Firms that choose an intensive distribution strategy try to sell their products in as many outlets as possible. Intensive distribution strategies are often used for convenience offerings—products customers purchase on the spot without much shopping around. Soft drinks and newspapers are an example. You see them sold in all kinds of different places. Redbox, which rents DVDs out of vending machines, has made headway using a distribution strategy that’s more intensive than Blockbuster’s: the machines are located in fast-food restaurants, grocery stores, and other places people go frequently.
Figure 8.14

tanner_p-fig08_015

Because installing a vending machine is less expensive than opening a retail outlet, redbox has been able to locate its DVD vending machines in more places than Blockbuster can its stores.
By contrastselective distribution involves selling products at select outlets in specific locations. For instance, Sony TVs can be purchased at a number of outlets such as Circuit City, Best Buy, or Walmart, but the same models are generally not sold at all the outlets. By selling different models with different features and price points at different outlets, a manufacturer can appeal to different target markets.
Exclusive distribution involves selling products through one or very few outlets. For instance, supermodel Cindy Crawford’s line of furniture is sold exclusively at the furniture company Rooms To Go. Designer Michael Graves has a line of products sold exclusively at Target. To purchase those items you need to go to one of those retailers. TV series are distributed exclusively. A company that produces a TV series will sign an exclusive deal with a network like ABC, CBS, or Showtime, and the series will initially appear only on that network. Later, reruns of the shows are often distributed selectively to other networks.
To control the image of their products and the prices at which they are sold, the makers of upscale products often prefer to distribute their products more exclusively. Expensive perfumes and designer purses are an example. During the economic downturn, the makers of some of these products were disappointed to see retailers had slashed the products’ prices, “cheapening” their prestigious brands.
Distributing a product exclusively to a limited number of organizations under strict terms can help prevent a company’s brand from deteriorating, or losing value. It can also prevent products from being sold cheaply in gray markets. A gray market is a market in which a producer hasn’t authorized its products to be sold. [2]

KEY TAKEAWAY


Selecting the best marketing channel is critical because it can mean the success or failure of your product. The type of customer you’re selling to will have an impact on the channel you select. In fact, this should be your prime consideration. The type of product, your organization’s capabilities versus those of other channel members, the way competing products are marketed, and changes in the business environment and technology can also affect your marketing channel decisions. Various factors affect a company’s decisions about the intensity of a product’s distribution. An intensive distribution strategy involves selling a product in as many outlets as possible. Selective distribution involves selling a product at select outlets in specific locations. Exclusive distribution involves selling a product through one or very few outlets.

REVIEW QUESTIONS


  1. Why are good channel decisions critical to a product’s success?

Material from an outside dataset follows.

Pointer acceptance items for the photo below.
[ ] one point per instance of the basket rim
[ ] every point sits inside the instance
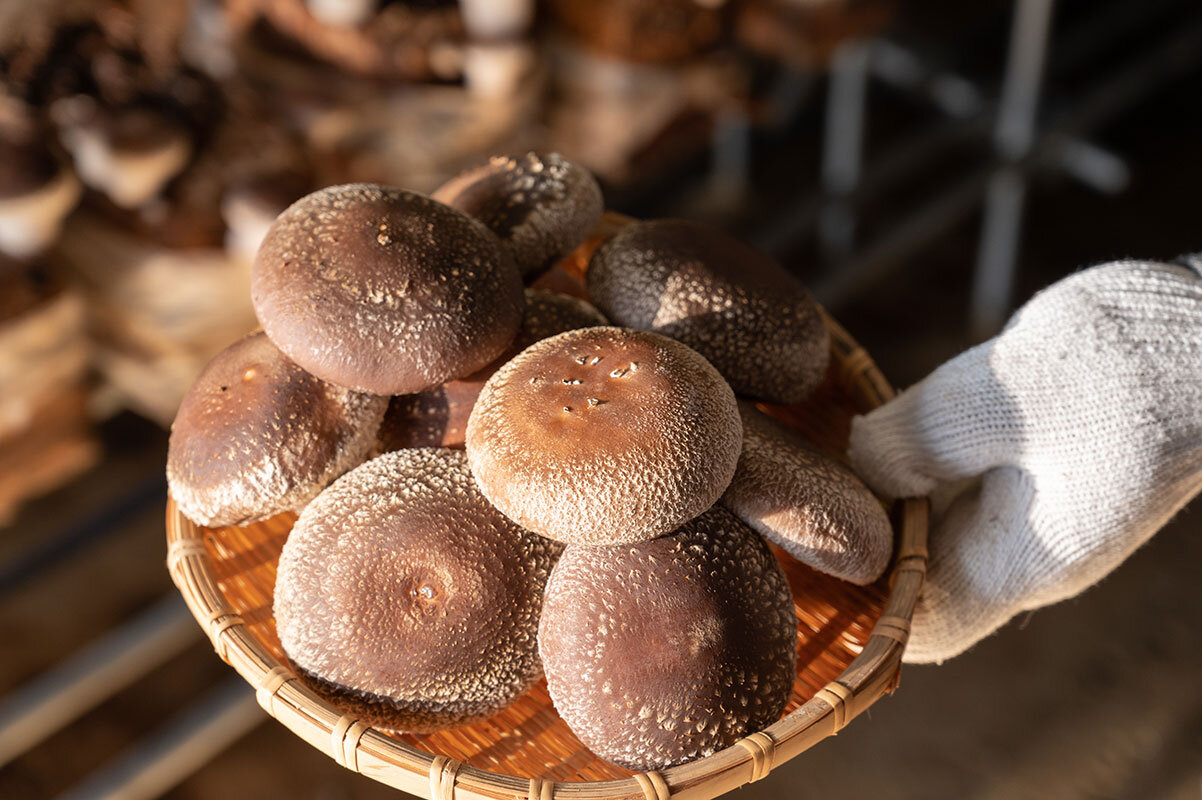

  2. Name the factors that affect channel-selection decisions.

  3. Which kinds of products are more likely to be distributed using exclusive marketing strategies?

[1] “Pizza Hut’s Online Ordering Called ‘Virtual Waiter,’” The Food Channel,http://www.foodchannel.com/stories/421-pizza-hut-s-online-ordering-called-virtual-waiter (accessed December 12, 2009).

[2] Peter Burrows, “Inside the iPhone Gray Market,” BusinessWeek, February 12, 2008,http://www.businessweek.com/technology/content/feb2008/tc20080211_152894.htm (accessed December 12, 2009).


8.5 Channel Dynamics

LEARNING OBJECTIVES


  1. Explain what channel power is and the types of firms that wield it.

  2. Describe the types of conflicts that can occur in marketing channels.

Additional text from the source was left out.